Mapping Problems and Algorithms with Machine Learning

By Dino Esposito and Francesco Esposito
2/2/2020

Contents

Dino and Francesco Esposito identify the classes of problems that machine learning can realistically address and the algorithms known to be appropriate for each class. They also introduce an automated machine learning approach that can automate the selection of the best machine learning pipeline for a given problem and a given dataset.

When I consider what people generally want in calculating, I found that it always is a number.

—Muḥammad ibn Mūsā al-Khwārizmī

Persian mathematician of eighth century whose name originated the word algorithm

More often than not, the user experience produced by machine learning looks like magic to users. At the end of the day, though, machine learning is only a new flavor of software—a new specialty much like web or database development—and a flavor of software that today is a real breakthrough.

A breakthrough technology is any technology that enables people to do things that weren’t possible before. Behind the apparent magic of final effects, however, there is a series of cumbersome tasks and, more than everything else, there’s a series of sequential and interconnected decisions along the way that are hard to make and time consuming. In a nutshell, they are critical decisions for the success of the solution.

This chapter has two purposes. First, it identifies the classes of problems that machine learning can realistically address and the algorithms known to be appropriate for each class. Second, it introduces a relatively new approach—automated machine learning or AutoML for short—that can automate the selection of the best machine learning pipeline for a given problem and a given dataset.

In this chapter, we’ll describe classes of problems and classes of algorithms. We’ll focus on the building blocks of a learning pipeline in the next chapter.

Fundamental Problems

As you saw in Chapter 2, “Intelligent Software,” the whole area of machine-based learning can be split into supervised and unsupervised learning. It’s an abstract partition of the space of algorithms, and the main discriminant for being supervised or unsupervised is whether or not the initial dataset includes valid answers. Put another way, we can reduce automated learning into the union of two learning approaches—learning by example (supervised) and learning by discovery (unsupervised).

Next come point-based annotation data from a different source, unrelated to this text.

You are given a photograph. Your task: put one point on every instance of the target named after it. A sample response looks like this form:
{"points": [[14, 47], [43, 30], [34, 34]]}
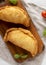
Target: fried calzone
{"points": [[22, 38], [14, 14]]}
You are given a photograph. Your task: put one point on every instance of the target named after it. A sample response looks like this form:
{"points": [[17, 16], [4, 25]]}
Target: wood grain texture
{"points": [[14, 49]]}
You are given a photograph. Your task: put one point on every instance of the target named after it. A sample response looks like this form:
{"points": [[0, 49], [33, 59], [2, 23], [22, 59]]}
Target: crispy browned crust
{"points": [[30, 46]]}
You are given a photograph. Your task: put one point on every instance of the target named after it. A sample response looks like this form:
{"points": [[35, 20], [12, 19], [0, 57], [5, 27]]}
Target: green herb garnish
{"points": [[22, 56], [13, 1], [44, 32]]}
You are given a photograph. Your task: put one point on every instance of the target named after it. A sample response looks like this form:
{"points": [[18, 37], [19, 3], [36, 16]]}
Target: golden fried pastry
{"points": [[14, 14], [22, 38]]}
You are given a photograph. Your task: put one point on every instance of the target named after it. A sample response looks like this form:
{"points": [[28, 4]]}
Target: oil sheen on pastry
{"points": [[22, 38], [14, 14]]}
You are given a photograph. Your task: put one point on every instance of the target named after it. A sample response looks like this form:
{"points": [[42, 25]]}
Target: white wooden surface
{"points": [[39, 60]]}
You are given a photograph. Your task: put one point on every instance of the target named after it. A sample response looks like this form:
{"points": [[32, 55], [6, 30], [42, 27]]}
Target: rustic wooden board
{"points": [[4, 26]]}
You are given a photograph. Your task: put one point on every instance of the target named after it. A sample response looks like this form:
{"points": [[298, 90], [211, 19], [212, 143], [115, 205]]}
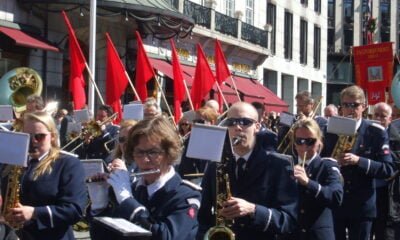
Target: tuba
{"points": [[17, 84]]}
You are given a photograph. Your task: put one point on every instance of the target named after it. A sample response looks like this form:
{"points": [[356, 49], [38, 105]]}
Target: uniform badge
{"points": [[191, 213]]}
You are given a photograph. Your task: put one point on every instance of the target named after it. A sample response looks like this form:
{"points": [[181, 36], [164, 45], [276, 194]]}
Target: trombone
{"points": [[93, 128]]}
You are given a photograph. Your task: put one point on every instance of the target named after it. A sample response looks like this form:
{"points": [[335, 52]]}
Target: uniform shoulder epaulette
{"points": [[191, 185], [68, 153], [377, 125]]}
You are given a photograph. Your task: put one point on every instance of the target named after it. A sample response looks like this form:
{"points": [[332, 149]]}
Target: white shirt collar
{"points": [[159, 183], [308, 162], [245, 157]]}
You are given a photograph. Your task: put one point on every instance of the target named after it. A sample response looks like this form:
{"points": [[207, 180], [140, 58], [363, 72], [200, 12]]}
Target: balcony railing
{"points": [[254, 35], [225, 24], [200, 14]]}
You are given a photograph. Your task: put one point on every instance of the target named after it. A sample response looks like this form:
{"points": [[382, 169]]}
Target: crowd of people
{"points": [[302, 193]]}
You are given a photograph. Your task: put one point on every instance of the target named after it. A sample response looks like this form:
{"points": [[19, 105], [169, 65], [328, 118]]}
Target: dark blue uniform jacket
{"points": [[59, 199], [372, 146], [268, 182], [323, 192], [171, 213]]}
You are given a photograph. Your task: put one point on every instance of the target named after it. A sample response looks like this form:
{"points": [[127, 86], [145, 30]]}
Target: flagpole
{"points": [[92, 55], [188, 94], [222, 95], [91, 77], [133, 88], [234, 86], [165, 99]]}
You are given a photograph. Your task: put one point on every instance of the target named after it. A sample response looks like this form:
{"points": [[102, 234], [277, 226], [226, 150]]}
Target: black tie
{"points": [[240, 168]]}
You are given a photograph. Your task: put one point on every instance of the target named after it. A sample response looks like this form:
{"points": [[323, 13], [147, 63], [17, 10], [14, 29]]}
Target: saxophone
{"points": [[221, 230], [12, 195]]}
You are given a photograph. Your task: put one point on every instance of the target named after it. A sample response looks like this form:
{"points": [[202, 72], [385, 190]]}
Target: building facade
{"points": [[347, 24]]}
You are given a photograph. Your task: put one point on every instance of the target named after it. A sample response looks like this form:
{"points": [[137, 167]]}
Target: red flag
{"points": [[116, 80], [179, 88], [203, 79], [221, 68], [77, 65], [144, 70]]}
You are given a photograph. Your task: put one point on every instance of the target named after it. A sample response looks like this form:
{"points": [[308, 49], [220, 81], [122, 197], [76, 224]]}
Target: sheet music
{"points": [[123, 226]]}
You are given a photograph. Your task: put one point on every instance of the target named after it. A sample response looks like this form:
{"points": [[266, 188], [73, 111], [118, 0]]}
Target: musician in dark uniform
{"points": [[53, 192], [93, 146], [320, 187], [263, 188], [161, 202], [369, 159]]}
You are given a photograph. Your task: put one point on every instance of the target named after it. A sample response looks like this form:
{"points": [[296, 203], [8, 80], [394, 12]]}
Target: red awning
{"points": [[24, 40]]}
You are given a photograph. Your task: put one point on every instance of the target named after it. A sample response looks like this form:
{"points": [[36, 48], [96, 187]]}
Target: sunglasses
{"points": [[307, 141], [230, 122], [39, 137], [351, 105]]}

Under these two forms of learning, we can identify a number of general problems and for each a number of general algorithms. This layout is reflected in the organization of any machine learning software development library you can find out there and use—whether it’s based on Python, Java, or .NET.

Classifying Objects

The classification problem is about identifying the category an object belongs to. In this context, an object is a data item and is fully represented by an array of values (known as features). Each value refers to a measurable property that makes sense to consider in the scenario under analysis. It is key to note that classification can predict values only in a discrete, categorical set.

Variations of the Problem

The actual rules that govern the object-to-category mapping process lead to slightly different variations of the classification problem and subsequently different implementation tasks.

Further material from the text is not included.